To eliminate the cost of a central curation effort, it would be much better if each resource curated their own metadata and made it accessible to the wider scientific community. As an example of this, we produced a DDF extension to the Drupal content management system (http://drupal.org
), which allows curators to log-in and categorize their databases in terms of DDF categories and levels using a simple web form. The resulting metadata is then browsable and searchable either through a web interface or programmatically through RESTful web services. An example deployment is viewable at www.casimir.org.uk/casimir_ddf
() and is currently populated with the metadata for the MRB project. We encourage interested readers to visit our site and for maintainers of resources to curate their metadata using it. The Drupal framework is easily extensible to allow curation of other data associated with each resource, so allowing the production of a customisable community registry. The system is expected to be of great value to communities developing registry resources or individual informaticians wanting to establish quickly which features a database provides (the software is freely available under an open-source license). The REST web services allow a central DDF portal to be established offering the collection and sharing of data from individual database registries as well as avoiding redundancy in curation efforts.
Figure 1. The DDF query and annotation tool. This tool allows any user to browse a set of resources that have been annotated using the DDF categories. Searches for resources by DDF category and level are also possible. In addition, resource maintainers can log-in (more ...)
Biocatalogue have used a combination of central and community curation from the outset to capture data on web services and the large number of services already described is testament to such an approach. Again, the provision of easy to use web tools that suggest particular tags and ontology terms to use in the annotation increases the likelihood of achieving a high level of community engagement and annotation quality.
Community curation requires pro-active participation. Communities need to acknowledge; (i) a central site where they can find relevant resources would be useful, and; (ii) the only practical means of achieving this is for each database to self-curate its entry using a clearly articulated and standardized set of benchmarks and tools such as provided by the DDF and Biocatalogue solutions. Individual resources would also benefit from this small amount of curation effort as the central registry will direct users to them, who might not previously have known about their resource. Although the creators and maintainers of a resource are best placed to describe the associated metadata, a self-curation approach can raise data quality issues, but these should be minimized if the annotation tools are well designed i.e. fast and easy to use, with clear descriptions of what is being asked for, and responses presented as a lists of terms rather than free text. However, even with a well-designed annotation tool, registries are still likely to require some central curation for validating submitted data (e.g. the DDF tool allows administrator level access to check new submissions).

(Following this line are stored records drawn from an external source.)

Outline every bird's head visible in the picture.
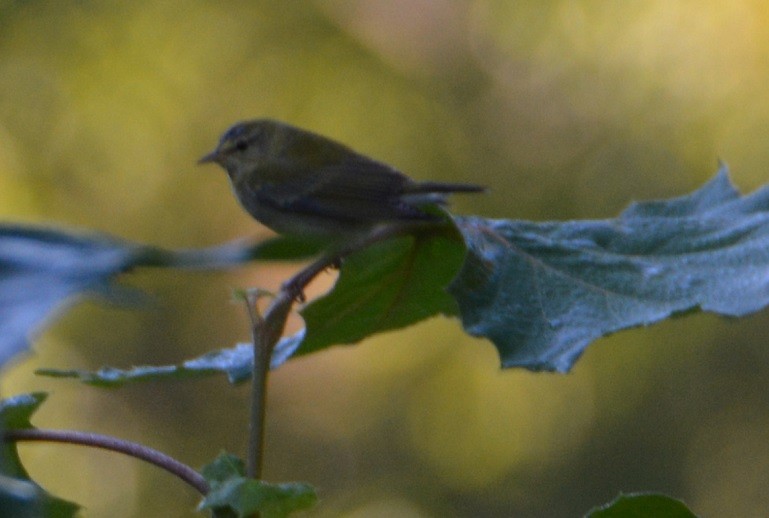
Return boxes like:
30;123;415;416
198;119;283;174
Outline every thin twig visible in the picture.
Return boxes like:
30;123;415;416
3;428;209;496
246;222;426;479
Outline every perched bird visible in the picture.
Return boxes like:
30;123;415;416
199;119;484;239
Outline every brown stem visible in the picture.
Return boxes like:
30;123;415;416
246;223;424;479
3;428;209;496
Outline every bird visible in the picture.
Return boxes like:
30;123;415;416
199;118;485;240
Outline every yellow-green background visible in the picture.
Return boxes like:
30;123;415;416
0;0;769;517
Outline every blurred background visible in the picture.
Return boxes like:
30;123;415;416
0;0;769;518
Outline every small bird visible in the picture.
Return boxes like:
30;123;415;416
198;119;485;239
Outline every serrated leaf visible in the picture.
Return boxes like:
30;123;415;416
450;168;769;372
0;225;321;366
198;453;318;518
35;330;304;388
585;493;697;518
296;225;465;355
0;393;80;518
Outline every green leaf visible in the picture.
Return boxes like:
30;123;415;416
585;493;697;518
450;167;769;372
0;393;80;518
198;453;318;518
296;225;465;355
0;225;322;366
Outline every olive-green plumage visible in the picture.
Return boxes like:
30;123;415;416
200;119;484;238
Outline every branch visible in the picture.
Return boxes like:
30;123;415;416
246;222;428;479
3;428;209;496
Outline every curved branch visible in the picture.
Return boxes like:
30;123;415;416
3;428;210;496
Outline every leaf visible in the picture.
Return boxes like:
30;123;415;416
0;225;321;366
36;226;465;387
198;453;318;518
296;225;465;355
585;493;697;518
0;393;80;518
449;167;769;372
35;330;304;388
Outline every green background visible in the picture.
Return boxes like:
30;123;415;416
0;0;769;517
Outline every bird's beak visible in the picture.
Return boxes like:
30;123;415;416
198;149;219;164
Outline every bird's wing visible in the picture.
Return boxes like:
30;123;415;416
255;152;427;220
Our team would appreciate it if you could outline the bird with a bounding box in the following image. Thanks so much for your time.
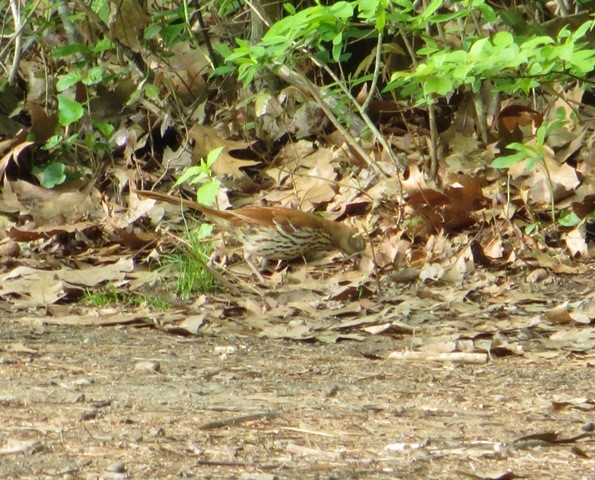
[133,190,366,261]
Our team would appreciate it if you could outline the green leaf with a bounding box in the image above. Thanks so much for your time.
[83,67,105,85]
[207,147,223,168]
[424,76,453,96]
[174,165,204,187]
[196,180,221,205]
[58,95,84,127]
[558,210,581,227]
[56,70,81,92]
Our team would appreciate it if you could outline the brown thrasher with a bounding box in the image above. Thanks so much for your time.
[134,190,365,260]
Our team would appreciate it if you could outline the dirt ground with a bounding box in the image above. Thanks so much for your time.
[0,302,595,480]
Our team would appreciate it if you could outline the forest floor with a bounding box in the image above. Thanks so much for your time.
[0,268,595,480]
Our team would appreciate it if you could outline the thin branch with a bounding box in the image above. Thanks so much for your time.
[362,32,384,112]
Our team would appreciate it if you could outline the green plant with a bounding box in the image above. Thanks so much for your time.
[385,20,595,104]
[163,147,223,298]
[491,109,568,229]
[175,147,223,205]
[83,287,170,310]
[162,223,218,298]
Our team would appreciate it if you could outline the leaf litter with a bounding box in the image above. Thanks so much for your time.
[0,8,595,479]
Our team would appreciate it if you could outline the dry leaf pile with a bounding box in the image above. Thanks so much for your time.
[0,2,595,358]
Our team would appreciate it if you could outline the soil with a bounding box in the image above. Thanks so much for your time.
[0,308,595,480]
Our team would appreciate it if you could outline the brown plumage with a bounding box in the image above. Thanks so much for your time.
[135,190,365,260]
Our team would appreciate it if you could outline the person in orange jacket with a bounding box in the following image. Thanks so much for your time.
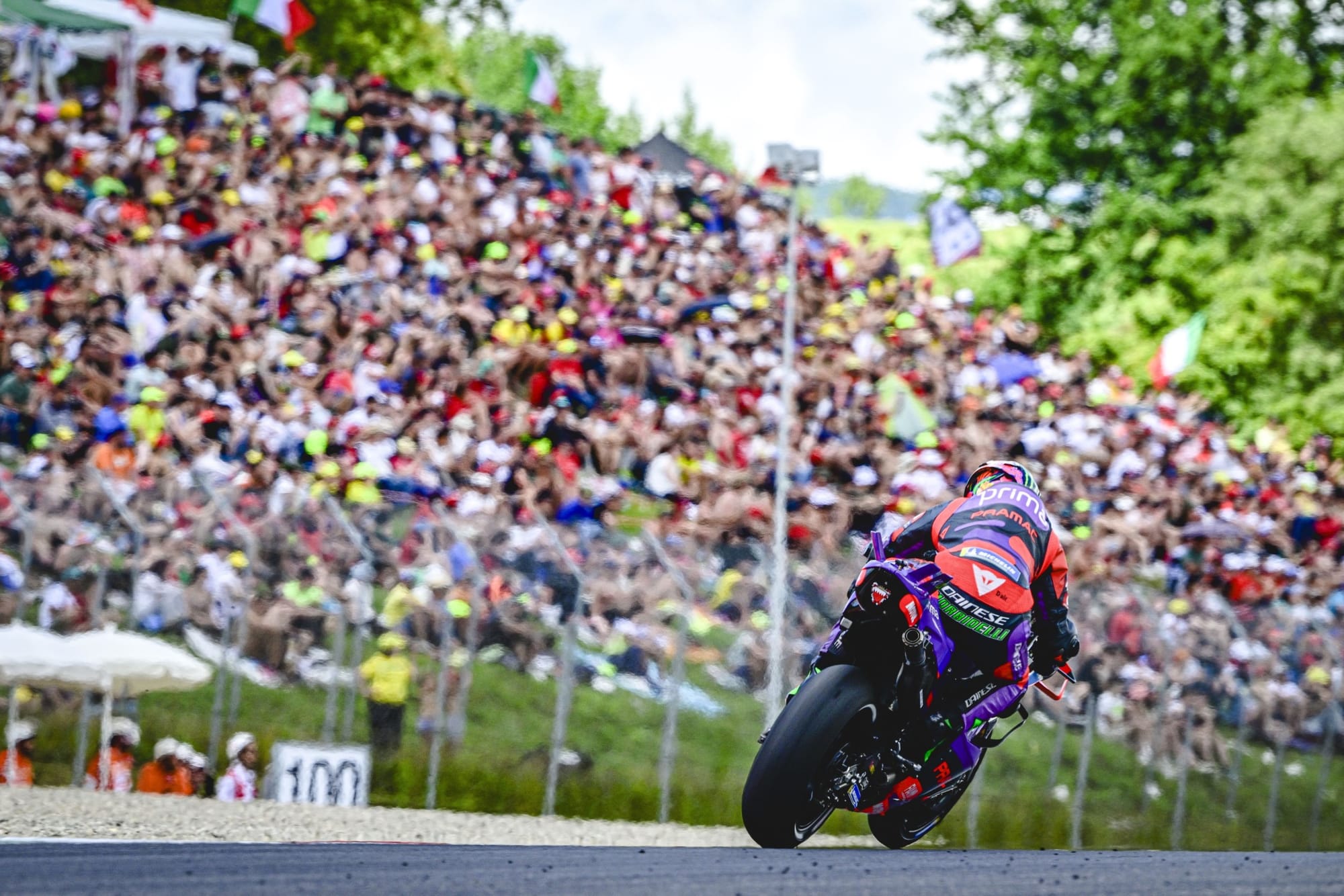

In summary, there is now a clear need for registries to be built that address biological categorization of databases and services, annotate any services provided and capture metadata on database best practises. Considerable progress has been made on standardizing the capture of each of these by such approaches as the DDF and Biocatalogue, but the community would benefit from coordination to produce full registries combining all these approaches. However, the value of a standard is dependent on its uptake by the community as can be seen, for example, in the MIBBI family of minimal information standards.15
Uptake of a standard is, of course, as much a social issue as one of producing the right technologies for the community. Here, support from funding agencies and journals will be vital in establishing the practice of publishing database and services metadata. All curators can enhance the value of their databases by posting a minimal amount of information about their resource on a community site. The task has minimal cost, but will provide considerable value to investigators, database developers, informaticians and funding agencies.